The main `twitter_archive` was provided for us and I was able to save that to pandas data frame by using `pd.read_csv()`. The `images` data frame required me to use the `requests` library to retrieve information from a given url. The last data frame proved to be quite a bit more involved in that it required retrieving twitter API data by using the `tweepy` package. 

Some of the information was not able to be retrieved, with an error message of “No status found with that ID.”

### Assessing

For the initial stages of the assessment I viewed the beginning and end of each data frame, as well as it’s info. This investigation showed that there were quite a few things that needed to be cleaned with the data. 

Issues with quality:
- *timestamp* and *retweeted_status_timestamp* were stored as strings instead of time data.
- 181 of the tweets were actually retweets.
- The values for *source* were stored as an html 'a<' tag.
- Some of the tweets did not have images.
- Tweets had multiple slashes in the *text* column leading to false ratings.
- There were missing dog names.
- Some dogs received the wrong name information.
*in_reply_to_status_id*, *in_reply_to_user_id*, *retweeted_status_id*, *retweeted_status_user_id* all had a float datatype.

### Cleaning

After making a clean copy of each data frame in order to refer to the original raw data, I began *defining*, *coding*, and *testing* each of the issues mentioned in the assessment.

I dropped the tweets that did not have images by writing over the cleaned data with only those tweets whose `expanded_urls` values were not null.

The dogs who had been assigned the wrong name due to the names being extracted incorrectly from the `text` column all had a lowercase word as their name.

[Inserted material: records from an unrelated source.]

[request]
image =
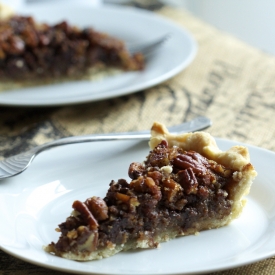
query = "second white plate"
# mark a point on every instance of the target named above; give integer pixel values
(36, 201)
(129, 24)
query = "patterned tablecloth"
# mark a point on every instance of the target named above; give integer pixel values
(229, 81)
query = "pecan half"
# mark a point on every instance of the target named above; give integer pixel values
(188, 181)
(98, 208)
(194, 161)
(85, 214)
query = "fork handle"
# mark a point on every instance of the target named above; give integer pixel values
(196, 124)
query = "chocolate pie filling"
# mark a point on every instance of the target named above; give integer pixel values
(28, 50)
(172, 191)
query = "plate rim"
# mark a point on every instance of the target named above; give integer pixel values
(120, 91)
(200, 271)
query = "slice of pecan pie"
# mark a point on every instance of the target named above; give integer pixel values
(29, 50)
(185, 185)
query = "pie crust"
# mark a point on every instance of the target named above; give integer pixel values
(40, 52)
(185, 185)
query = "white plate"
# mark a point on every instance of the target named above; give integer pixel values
(33, 204)
(131, 25)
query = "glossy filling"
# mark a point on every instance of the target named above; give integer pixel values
(173, 191)
(28, 49)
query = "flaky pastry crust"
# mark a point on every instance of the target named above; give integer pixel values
(185, 185)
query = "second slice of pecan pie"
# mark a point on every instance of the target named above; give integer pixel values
(185, 185)
(31, 51)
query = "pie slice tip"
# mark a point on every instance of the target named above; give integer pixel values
(185, 185)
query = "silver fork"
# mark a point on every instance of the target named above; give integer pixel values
(147, 48)
(16, 164)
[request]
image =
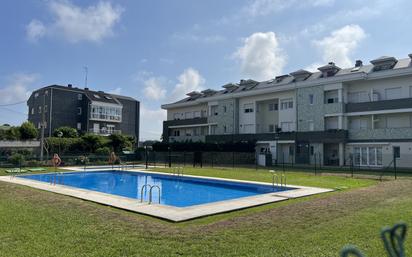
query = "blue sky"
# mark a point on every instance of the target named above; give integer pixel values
(156, 51)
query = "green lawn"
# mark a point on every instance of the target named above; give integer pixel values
(38, 223)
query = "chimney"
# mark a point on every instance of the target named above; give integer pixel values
(358, 63)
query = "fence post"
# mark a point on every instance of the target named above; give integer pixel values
(147, 157)
(394, 164)
(315, 163)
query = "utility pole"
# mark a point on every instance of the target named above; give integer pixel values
(43, 117)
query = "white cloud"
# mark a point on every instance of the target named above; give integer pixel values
(75, 24)
(265, 7)
(189, 80)
(35, 30)
(340, 44)
(261, 57)
(154, 89)
(17, 88)
(116, 91)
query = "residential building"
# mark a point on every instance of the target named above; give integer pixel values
(83, 109)
(336, 116)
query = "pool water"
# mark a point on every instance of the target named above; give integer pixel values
(175, 191)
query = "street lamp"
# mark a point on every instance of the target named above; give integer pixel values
(60, 135)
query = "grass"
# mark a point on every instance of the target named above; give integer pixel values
(38, 223)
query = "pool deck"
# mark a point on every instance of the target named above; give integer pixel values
(171, 213)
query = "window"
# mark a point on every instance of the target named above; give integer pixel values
(196, 131)
(359, 123)
(196, 114)
(273, 107)
(213, 129)
(368, 156)
(393, 93)
(110, 129)
(188, 115)
(271, 128)
(311, 125)
(248, 108)
(311, 98)
(358, 97)
(106, 113)
(396, 151)
(286, 104)
(287, 126)
(213, 110)
(331, 96)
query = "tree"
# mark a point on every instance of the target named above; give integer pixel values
(91, 142)
(28, 131)
(118, 142)
(67, 132)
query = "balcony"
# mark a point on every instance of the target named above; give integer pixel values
(185, 122)
(403, 103)
(380, 134)
(105, 132)
(334, 108)
(187, 138)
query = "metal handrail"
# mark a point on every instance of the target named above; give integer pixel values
(141, 191)
(151, 193)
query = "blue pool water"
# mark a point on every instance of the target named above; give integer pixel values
(175, 191)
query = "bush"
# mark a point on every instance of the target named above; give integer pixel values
(118, 142)
(103, 151)
(28, 131)
(17, 159)
(67, 132)
(91, 142)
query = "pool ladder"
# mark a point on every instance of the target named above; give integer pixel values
(56, 179)
(178, 171)
(278, 180)
(150, 192)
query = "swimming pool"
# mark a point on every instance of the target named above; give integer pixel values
(177, 191)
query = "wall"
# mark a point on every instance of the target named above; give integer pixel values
(223, 118)
(379, 86)
(183, 110)
(250, 118)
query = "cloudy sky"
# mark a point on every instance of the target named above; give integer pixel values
(156, 51)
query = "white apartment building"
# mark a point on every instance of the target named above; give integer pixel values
(360, 115)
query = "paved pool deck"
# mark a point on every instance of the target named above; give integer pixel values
(171, 213)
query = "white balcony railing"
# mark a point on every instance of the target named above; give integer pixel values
(105, 132)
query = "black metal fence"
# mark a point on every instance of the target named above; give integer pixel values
(144, 159)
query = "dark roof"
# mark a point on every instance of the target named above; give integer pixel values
(246, 85)
(98, 96)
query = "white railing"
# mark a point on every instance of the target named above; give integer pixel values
(105, 131)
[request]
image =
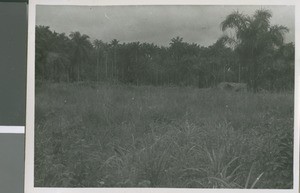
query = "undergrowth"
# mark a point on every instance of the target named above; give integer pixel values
(125, 136)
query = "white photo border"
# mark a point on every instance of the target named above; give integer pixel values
(29, 133)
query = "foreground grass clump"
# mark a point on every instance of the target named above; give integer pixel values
(126, 136)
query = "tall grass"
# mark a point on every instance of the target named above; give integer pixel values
(125, 136)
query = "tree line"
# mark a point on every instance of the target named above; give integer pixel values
(256, 54)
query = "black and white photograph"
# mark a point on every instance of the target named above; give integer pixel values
(163, 96)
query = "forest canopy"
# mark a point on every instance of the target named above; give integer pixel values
(256, 55)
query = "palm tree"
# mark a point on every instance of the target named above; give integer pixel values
(81, 47)
(253, 40)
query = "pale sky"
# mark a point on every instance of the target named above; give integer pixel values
(153, 24)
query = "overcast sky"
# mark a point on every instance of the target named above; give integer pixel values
(152, 24)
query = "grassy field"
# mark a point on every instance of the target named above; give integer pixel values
(126, 136)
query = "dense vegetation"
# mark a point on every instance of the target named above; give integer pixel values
(256, 55)
(132, 114)
(157, 136)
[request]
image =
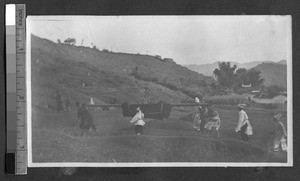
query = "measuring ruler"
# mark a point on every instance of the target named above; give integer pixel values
(16, 152)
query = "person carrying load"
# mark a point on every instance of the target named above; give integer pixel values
(138, 121)
(243, 127)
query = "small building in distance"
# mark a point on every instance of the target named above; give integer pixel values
(168, 60)
(158, 56)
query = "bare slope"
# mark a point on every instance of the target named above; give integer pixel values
(82, 72)
(207, 69)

To fix this I wrote a function to check if the name began with a lowercase letter and to replace the name with a value of ‘None’.

For the dogs with a name of ‘None’, I used numpy to replace the ‘None’ string with a null value.

I wrote over the dataset with only those tweets whose `retweeted_status_id` was null. I then dropped the retweet_status information.

The tidiness issue of the dog stage variables being stored in both rows and columns proved to be the most difficult by far. I spent hours and hours trying to use pandas melt to combine everything into one column. After giving up on `melt` I found a workaround via stack overflow and through another student’s solution (See references section).

I then joined the data frame with the `favorite_count` and `retweet_count` information to the main archive data frame.

As for the quality issues, I converted the `timestamp` and `retweeted_status_timestamp` to date time date types. I then wrote a function that used regular expressions to clean up the information provided in the `source` column.

I then addressed the issue of the false ratings by writing a function that would save the correct rating in a new column. I then converted the fraction rating to a float rating in order to analyze it later.

### Analyzing

For the analysis I was interested to see what the average rating was, what the most frequent dog stage was, and to see what kind of relationship there was between `retweet_count` and `favorite_count`. 

I found that the average rating was around 1.165, the most frequent dog stage was *pupper*, and I found that there appeared to be a positive linear relationship between `retweet_count` and `favorite_count`.